3年前の終戦記念日。私は戦後の女性たちの新聞投稿をせっせと収集し、連載記事にまとめる作業をしていた。その時にFBにシェアしたある投稿。これが、今年の夏には、もっと深いところで響いてきたので、再掲したいと思う。たとえば今年、「ヤジで排除されるのは当たり前」「人の心を逆撫でするような作品はよくないよね」「韓国に旅行するのは危ない」などとしたり顔で空気を読んで発言していた人たち。事態が悪くなっているのに声を上げることなく座視していた人たち。そういう人たちは、いざ政治体制が変わってこの夏の不作為の不義をつつかれた時に、「あの時、日本人はみんなそう思っていたから仕方ない」と言い訳するのではないだろうか?
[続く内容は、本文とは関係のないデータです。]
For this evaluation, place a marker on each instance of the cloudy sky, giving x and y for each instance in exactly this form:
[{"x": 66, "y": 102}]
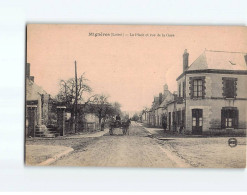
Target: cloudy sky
[{"x": 130, "y": 69}]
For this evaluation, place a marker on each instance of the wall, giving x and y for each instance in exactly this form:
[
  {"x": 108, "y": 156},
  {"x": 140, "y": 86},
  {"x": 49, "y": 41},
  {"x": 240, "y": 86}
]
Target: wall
[
  {"x": 34, "y": 92},
  {"x": 214, "y": 101}
]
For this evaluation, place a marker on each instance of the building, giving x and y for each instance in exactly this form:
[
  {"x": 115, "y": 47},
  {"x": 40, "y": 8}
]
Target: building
[
  {"x": 158, "y": 111},
  {"x": 37, "y": 104},
  {"x": 212, "y": 95}
]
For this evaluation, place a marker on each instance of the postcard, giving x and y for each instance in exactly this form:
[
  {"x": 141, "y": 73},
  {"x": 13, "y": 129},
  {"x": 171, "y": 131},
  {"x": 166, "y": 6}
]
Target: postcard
[{"x": 135, "y": 96}]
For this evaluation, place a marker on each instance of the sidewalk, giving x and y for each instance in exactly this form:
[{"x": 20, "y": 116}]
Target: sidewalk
[
  {"x": 75, "y": 136},
  {"x": 44, "y": 151},
  {"x": 91, "y": 134},
  {"x": 41, "y": 155}
]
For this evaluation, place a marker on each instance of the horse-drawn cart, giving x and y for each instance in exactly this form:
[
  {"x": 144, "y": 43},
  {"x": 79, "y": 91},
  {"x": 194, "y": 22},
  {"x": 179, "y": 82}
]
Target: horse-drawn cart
[{"x": 124, "y": 125}]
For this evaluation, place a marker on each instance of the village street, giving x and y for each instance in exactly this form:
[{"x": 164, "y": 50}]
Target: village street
[
  {"x": 145, "y": 147},
  {"x": 134, "y": 150}
]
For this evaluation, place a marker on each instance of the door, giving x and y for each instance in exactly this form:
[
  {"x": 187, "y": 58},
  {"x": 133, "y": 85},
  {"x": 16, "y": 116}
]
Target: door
[
  {"x": 31, "y": 121},
  {"x": 197, "y": 121},
  {"x": 169, "y": 122}
]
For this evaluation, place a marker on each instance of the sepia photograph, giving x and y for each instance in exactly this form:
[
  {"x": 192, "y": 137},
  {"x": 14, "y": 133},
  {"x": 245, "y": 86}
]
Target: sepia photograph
[{"x": 149, "y": 96}]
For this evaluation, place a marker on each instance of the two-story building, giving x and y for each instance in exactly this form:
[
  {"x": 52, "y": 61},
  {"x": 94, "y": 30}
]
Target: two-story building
[{"x": 212, "y": 95}]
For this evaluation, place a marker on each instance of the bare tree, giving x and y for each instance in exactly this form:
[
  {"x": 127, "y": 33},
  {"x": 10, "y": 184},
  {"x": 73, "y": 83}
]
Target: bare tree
[
  {"x": 103, "y": 108},
  {"x": 69, "y": 93}
]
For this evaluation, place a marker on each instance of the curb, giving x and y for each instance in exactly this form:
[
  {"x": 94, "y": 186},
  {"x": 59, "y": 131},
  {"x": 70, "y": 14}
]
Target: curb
[{"x": 55, "y": 158}]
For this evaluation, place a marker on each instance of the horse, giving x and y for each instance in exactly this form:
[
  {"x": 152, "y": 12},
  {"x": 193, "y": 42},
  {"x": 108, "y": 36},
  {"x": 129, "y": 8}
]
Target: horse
[{"x": 124, "y": 125}]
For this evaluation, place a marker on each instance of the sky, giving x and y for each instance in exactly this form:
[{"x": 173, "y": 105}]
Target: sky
[{"x": 129, "y": 69}]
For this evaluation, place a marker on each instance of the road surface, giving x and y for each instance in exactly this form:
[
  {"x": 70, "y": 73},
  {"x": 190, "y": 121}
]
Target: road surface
[{"x": 134, "y": 150}]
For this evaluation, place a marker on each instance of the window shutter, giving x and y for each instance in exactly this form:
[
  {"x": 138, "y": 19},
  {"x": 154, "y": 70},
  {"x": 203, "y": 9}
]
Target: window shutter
[
  {"x": 203, "y": 87},
  {"x": 191, "y": 88},
  {"x": 235, "y": 87},
  {"x": 223, "y": 119},
  {"x": 224, "y": 87},
  {"x": 235, "y": 119}
]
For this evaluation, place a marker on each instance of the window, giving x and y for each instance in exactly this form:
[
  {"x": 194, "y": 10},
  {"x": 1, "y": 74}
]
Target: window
[
  {"x": 229, "y": 87},
  {"x": 197, "y": 87},
  {"x": 229, "y": 117}
]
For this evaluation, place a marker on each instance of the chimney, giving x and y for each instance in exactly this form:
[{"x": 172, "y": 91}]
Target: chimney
[
  {"x": 28, "y": 70},
  {"x": 185, "y": 60},
  {"x": 245, "y": 57}
]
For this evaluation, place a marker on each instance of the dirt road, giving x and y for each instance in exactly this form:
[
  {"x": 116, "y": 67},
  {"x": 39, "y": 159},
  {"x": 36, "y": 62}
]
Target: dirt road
[{"x": 134, "y": 150}]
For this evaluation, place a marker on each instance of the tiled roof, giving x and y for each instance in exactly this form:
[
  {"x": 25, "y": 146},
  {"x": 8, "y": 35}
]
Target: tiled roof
[{"x": 219, "y": 60}]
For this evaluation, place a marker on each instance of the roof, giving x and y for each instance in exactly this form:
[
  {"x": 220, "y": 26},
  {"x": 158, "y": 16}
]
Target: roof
[
  {"x": 223, "y": 61},
  {"x": 219, "y": 60}
]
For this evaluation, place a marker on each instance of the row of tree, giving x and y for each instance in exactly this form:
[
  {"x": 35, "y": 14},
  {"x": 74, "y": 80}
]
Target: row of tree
[{"x": 73, "y": 93}]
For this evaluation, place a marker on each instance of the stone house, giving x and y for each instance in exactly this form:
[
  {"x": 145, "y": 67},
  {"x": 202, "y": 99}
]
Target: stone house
[
  {"x": 212, "y": 95},
  {"x": 158, "y": 112},
  {"x": 37, "y": 104}
]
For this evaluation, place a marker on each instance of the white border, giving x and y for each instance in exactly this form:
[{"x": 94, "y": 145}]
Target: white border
[{"x": 15, "y": 14}]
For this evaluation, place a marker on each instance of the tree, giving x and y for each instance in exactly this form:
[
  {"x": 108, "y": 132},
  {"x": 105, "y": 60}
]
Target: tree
[
  {"x": 135, "y": 117},
  {"x": 103, "y": 108},
  {"x": 70, "y": 92}
]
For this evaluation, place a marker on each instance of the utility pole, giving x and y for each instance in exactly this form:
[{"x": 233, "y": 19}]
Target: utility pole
[{"x": 76, "y": 94}]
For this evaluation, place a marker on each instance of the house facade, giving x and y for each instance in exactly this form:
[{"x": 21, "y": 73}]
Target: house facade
[
  {"x": 37, "y": 104},
  {"x": 158, "y": 112},
  {"x": 212, "y": 95}
]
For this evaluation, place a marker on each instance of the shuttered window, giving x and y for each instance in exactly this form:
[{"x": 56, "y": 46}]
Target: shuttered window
[
  {"x": 229, "y": 117},
  {"x": 197, "y": 87},
  {"x": 229, "y": 87}
]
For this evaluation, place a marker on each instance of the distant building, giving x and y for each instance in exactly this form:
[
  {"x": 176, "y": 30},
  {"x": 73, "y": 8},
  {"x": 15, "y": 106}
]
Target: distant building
[{"x": 37, "y": 104}]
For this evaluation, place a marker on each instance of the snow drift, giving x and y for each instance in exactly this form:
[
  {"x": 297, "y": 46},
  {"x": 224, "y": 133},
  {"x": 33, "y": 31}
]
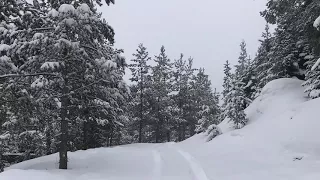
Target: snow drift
[{"x": 281, "y": 142}]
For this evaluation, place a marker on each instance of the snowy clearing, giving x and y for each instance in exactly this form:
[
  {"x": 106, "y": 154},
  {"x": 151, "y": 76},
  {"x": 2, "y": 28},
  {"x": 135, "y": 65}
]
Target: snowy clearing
[{"x": 280, "y": 142}]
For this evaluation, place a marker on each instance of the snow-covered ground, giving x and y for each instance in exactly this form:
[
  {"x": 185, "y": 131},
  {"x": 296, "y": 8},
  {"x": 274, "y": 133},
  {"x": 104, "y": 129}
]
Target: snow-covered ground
[{"x": 281, "y": 142}]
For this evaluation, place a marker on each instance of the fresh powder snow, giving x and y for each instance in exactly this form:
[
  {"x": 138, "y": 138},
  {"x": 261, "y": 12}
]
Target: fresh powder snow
[{"x": 280, "y": 142}]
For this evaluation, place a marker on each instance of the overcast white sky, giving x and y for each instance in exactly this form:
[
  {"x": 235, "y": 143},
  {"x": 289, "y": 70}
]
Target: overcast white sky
[{"x": 208, "y": 30}]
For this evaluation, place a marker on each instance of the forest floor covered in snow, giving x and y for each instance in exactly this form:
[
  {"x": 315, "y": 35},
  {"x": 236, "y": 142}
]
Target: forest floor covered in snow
[{"x": 281, "y": 142}]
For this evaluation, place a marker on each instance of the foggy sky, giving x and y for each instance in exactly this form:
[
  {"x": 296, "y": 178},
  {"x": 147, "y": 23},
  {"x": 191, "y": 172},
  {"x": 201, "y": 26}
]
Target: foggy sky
[{"x": 210, "y": 31}]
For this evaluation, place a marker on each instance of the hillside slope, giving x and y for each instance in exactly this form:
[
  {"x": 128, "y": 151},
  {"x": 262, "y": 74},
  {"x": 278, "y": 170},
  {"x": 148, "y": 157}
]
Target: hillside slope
[{"x": 279, "y": 143}]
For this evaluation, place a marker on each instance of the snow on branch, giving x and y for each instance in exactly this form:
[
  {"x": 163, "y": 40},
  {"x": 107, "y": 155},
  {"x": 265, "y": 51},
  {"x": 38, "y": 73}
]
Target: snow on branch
[{"x": 27, "y": 75}]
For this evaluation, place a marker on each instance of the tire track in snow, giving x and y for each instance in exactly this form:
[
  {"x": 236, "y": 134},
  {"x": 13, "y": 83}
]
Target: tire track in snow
[
  {"x": 157, "y": 165},
  {"x": 196, "y": 168}
]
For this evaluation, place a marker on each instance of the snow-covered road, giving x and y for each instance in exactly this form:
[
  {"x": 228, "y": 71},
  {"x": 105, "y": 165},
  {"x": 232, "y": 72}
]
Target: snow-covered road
[{"x": 132, "y": 162}]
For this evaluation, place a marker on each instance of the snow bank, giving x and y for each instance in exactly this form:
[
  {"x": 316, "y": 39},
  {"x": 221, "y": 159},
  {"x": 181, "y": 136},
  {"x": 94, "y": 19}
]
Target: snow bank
[
  {"x": 316, "y": 23},
  {"x": 280, "y": 142}
]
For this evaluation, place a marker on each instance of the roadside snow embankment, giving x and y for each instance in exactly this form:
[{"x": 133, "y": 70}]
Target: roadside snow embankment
[{"x": 280, "y": 142}]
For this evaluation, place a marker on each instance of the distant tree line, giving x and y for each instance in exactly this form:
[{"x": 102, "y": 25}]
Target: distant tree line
[{"x": 62, "y": 87}]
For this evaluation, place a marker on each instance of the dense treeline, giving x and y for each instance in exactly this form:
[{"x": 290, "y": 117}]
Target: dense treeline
[
  {"x": 62, "y": 88},
  {"x": 171, "y": 99}
]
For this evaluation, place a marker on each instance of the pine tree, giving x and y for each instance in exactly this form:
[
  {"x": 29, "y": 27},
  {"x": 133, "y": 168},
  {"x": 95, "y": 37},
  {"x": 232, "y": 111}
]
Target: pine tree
[
  {"x": 262, "y": 63},
  {"x": 161, "y": 77},
  {"x": 182, "y": 98},
  {"x": 140, "y": 69},
  {"x": 74, "y": 71},
  {"x": 207, "y": 104}
]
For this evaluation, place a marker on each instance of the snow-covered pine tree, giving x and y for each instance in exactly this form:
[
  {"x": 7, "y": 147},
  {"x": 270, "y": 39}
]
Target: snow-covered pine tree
[
  {"x": 207, "y": 104},
  {"x": 76, "y": 63},
  {"x": 161, "y": 78},
  {"x": 139, "y": 69},
  {"x": 236, "y": 103},
  {"x": 294, "y": 39},
  {"x": 183, "y": 74},
  {"x": 261, "y": 63}
]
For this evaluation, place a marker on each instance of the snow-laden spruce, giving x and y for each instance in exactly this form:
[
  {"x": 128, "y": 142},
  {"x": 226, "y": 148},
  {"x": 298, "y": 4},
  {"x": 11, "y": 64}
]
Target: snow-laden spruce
[
  {"x": 66, "y": 72},
  {"x": 280, "y": 142}
]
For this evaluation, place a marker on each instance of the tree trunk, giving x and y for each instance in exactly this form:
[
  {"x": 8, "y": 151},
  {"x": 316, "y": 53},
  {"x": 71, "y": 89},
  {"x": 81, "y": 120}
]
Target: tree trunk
[
  {"x": 85, "y": 135},
  {"x": 63, "y": 150},
  {"x": 168, "y": 136},
  {"x": 183, "y": 131},
  {"x": 141, "y": 108}
]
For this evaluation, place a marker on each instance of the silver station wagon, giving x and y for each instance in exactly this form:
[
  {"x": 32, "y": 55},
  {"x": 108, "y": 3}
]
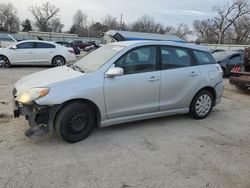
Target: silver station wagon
[{"x": 118, "y": 83}]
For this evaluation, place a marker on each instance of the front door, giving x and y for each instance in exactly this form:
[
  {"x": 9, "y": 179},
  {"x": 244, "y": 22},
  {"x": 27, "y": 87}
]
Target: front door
[
  {"x": 44, "y": 53},
  {"x": 137, "y": 91},
  {"x": 179, "y": 78},
  {"x": 23, "y": 54}
]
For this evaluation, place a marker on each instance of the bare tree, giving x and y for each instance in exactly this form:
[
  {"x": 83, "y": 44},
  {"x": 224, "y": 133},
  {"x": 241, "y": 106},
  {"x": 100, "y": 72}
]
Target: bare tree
[
  {"x": 26, "y": 24},
  {"x": 44, "y": 16},
  {"x": 80, "y": 19},
  {"x": 9, "y": 22},
  {"x": 182, "y": 31},
  {"x": 110, "y": 22},
  {"x": 79, "y": 25},
  {"x": 56, "y": 25},
  {"x": 241, "y": 30},
  {"x": 228, "y": 15},
  {"x": 205, "y": 31},
  {"x": 144, "y": 24}
]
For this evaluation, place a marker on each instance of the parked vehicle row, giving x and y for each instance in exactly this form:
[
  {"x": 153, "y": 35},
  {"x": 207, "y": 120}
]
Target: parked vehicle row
[
  {"x": 227, "y": 60},
  {"x": 36, "y": 52},
  {"x": 118, "y": 83}
]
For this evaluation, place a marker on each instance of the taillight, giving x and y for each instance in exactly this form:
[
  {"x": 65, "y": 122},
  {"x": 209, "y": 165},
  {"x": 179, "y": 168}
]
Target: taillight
[
  {"x": 236, "y": 69},
  {"x": 219, "y": 69},
  {"x": 72, "y": 51}
]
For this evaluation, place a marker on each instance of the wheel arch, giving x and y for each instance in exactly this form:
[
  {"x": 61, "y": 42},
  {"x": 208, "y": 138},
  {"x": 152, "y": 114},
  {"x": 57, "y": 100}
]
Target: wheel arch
[
  {"x": 207, "y": 88},
  {"x": 5, "y": 57},
  {"x": 82, "y": 100}
]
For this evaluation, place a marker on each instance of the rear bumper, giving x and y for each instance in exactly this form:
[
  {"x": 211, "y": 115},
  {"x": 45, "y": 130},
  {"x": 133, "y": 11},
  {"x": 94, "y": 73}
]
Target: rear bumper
[
  {"x": 219, "y": 89},
  {"x": 241, "y": 80}
]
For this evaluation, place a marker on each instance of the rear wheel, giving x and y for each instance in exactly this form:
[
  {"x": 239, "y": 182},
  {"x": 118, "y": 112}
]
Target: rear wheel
[
  {"x": 202, "y": 104},
  {"x": 241, "y": 87},
  {"x": 58, "y": 61},
  {"x": 4, "y": 62},
  {"x": 224, "y": 72},
  {"x": 75, "y": 122}
]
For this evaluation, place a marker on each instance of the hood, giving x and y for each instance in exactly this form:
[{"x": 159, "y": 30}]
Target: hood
[{"x": 45, "y": 78}]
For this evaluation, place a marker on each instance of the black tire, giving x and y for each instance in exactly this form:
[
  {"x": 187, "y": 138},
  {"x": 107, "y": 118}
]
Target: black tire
[
  {"x": 224, "y": 72},
  {"x": 4, "y": 62},
  {"x": 241, "y": 87},
  {"x": 199, "y": 109},
  {"x": 75, "y": 122},
  {"x": 58, "y": 61}
]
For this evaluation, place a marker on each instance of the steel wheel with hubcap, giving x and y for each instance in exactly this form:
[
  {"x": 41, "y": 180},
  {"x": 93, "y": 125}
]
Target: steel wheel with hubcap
[
  {"x": 4, "y": 62},
  {"x": 75, "y": 121},
  {"x": 202, "y": 104},
  {"x": 58, "y": 61}
]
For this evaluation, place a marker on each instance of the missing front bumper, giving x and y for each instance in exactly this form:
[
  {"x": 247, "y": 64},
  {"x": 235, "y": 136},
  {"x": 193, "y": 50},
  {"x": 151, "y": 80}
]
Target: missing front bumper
[{"x": 40, "y": 118}]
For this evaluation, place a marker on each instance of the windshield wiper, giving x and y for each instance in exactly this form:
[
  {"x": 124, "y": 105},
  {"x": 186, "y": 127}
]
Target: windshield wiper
[{"x": 77, "y": 68}]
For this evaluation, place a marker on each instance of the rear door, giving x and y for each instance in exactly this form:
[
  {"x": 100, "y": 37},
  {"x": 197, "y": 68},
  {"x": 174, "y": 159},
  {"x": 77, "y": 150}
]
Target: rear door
[
  {"x": 44, "y": 52},
  {"x": 179, "y": 78},
  {"x": 23, "y": 54}
]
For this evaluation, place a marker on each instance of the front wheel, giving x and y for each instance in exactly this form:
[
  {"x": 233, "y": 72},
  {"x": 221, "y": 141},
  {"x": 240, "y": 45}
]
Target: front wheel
[
  {"x": 241, "y": 87},
  {"x": 4, "y": 62},
  {"x": 58, "y": 61},
  {"x": 75, "y": 122},
  {"x": 201, "y": 105}
]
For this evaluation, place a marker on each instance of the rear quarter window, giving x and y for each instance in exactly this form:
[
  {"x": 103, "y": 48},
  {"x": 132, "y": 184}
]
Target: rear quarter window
[
  {"x": 203, "y": 58},
  {"x": 44, "y": 45}
]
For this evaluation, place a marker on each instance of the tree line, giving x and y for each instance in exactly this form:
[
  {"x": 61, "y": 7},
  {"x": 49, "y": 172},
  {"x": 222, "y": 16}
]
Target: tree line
[{"x": 231, "y": 23}]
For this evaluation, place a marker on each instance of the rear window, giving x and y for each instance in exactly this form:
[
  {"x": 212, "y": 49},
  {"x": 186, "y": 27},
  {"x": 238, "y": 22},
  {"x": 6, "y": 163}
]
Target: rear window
[{"x": 203, "y": 57}]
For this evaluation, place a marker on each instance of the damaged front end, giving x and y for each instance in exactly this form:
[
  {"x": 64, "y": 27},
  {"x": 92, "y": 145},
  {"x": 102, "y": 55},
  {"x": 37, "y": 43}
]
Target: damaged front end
[{"x": 40, "y": 118}]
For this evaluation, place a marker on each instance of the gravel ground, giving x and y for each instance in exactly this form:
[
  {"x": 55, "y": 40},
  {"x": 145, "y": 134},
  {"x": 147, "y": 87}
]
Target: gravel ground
[{"x": 175, "y": 151}]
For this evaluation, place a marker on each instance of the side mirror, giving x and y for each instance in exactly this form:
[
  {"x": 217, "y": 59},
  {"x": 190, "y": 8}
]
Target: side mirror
[
  {"x": 13, "y": 48},
  {"x": 115, "y": 71}
]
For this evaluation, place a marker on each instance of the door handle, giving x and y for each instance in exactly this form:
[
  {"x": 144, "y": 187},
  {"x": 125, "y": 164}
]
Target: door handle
[
  {"x": 193, "y": 74},
  {"x": 153, "y": 79}
]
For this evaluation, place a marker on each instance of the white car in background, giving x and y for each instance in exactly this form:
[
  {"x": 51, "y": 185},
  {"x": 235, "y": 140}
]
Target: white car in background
[{"x": 36, "y": 52}]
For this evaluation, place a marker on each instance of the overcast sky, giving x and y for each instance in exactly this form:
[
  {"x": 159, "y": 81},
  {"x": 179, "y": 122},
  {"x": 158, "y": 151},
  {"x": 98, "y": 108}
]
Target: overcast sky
[{"x": 167, "y": 12}]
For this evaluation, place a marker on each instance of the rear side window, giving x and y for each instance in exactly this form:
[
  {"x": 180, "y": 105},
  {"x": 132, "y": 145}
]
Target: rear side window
[
  {"x": 174, "y": 57},
  {"x": 44, "y": 45},
  {"x": 203, "y": 57},
  {"x": 25, "y": 45}
]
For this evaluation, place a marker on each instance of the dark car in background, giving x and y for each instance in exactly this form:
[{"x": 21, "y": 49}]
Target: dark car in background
[
  {"x": 228, "y": 60},
  {"x": 80, "y": 44},
  {"x": 67, "y": 44}
]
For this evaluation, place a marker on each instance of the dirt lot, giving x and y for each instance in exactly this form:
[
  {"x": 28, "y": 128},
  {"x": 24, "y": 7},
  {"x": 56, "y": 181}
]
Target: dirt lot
[{"x": 165, "y": 152}]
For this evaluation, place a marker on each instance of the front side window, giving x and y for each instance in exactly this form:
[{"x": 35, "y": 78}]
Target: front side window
[
  {"x": 96, "y": 59},
  {"x": 203, "y": 57},
  {"x": 174, "y": 57},
  {"x": 44, "y": 45},
  {"x": 235, "y": 60},
  {"x": 25, "y": 45},
  {"x": 138, "y": 60}
]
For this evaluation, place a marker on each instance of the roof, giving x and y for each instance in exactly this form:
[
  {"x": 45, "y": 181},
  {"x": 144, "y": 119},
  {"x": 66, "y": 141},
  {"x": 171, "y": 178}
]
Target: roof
[
  {"x": 129, "y": 35},
  {"x": 169, "y": 43},
  {"x": 37, "y": 41}
]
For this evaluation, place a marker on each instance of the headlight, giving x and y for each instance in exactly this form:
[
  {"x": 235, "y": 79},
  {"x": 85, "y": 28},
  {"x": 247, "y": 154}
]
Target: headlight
[{"x": 32, "y": 94}]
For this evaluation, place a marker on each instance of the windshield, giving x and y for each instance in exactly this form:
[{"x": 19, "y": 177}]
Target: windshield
[
  {"x": 220, "y": 56},
  {"x": 96, "y": 59}
]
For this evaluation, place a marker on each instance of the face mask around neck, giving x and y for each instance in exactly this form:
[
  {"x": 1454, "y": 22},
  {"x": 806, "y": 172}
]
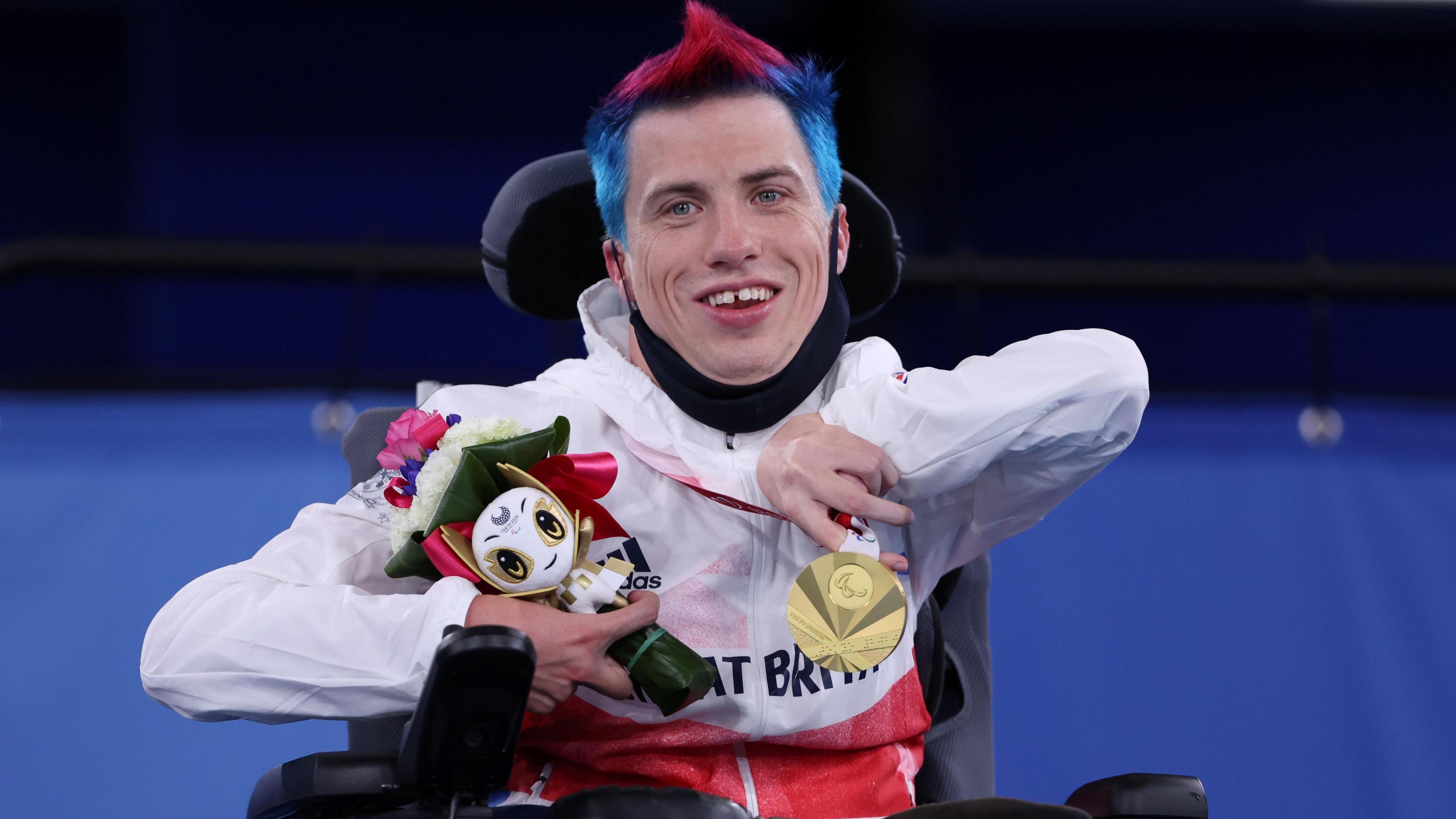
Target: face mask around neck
[{"x": 753, "y": 407}]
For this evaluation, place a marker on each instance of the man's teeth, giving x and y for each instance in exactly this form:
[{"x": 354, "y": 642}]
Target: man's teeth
[{"x": 743, "y": 295}]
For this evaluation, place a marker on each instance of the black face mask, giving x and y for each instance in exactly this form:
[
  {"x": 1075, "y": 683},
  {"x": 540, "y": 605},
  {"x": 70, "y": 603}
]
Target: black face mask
[{"x": 758, "y": 406}]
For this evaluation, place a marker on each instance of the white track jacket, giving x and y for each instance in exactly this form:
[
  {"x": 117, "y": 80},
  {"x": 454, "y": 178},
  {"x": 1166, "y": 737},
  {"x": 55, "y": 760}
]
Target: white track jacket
[{"x": 312, "y": 629}]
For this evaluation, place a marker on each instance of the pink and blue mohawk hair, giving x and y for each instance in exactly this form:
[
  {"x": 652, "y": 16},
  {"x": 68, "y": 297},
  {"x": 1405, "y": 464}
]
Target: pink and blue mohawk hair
[{"x": 712, "y": 57}]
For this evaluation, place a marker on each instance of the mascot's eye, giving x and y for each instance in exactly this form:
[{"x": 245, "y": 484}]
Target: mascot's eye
[
  {"x": 509, "y": 564},
  {"x": 548, "y": 525}
]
参院選の後、日韓関係の悪化をあおり立てるテレビとかヤフーニュースのコメント欄(常磐道の煽り運転よりよほど悪質だよ)とか、東京五輪の暑さ対策ができていないのに、選手が遠慮がちにそれを指摘すると、「異常気象は今や日本だけの問題ではない」などとしれっと聞き流す大会役員とか、もうこの国には「自由な言論」などというものが存在しないのではと思わされることが目について、へなへなとなりそうなんですが、そんな時はこの投稿を読み直して、自分で自分に喝を入れようと思う。将来、自分の子や孫から「戦争に反対した人もいたのに、あなたは世の中に巻かれたのだ」と指弾されないように。「戦犯」の汚名を着ることにならないように。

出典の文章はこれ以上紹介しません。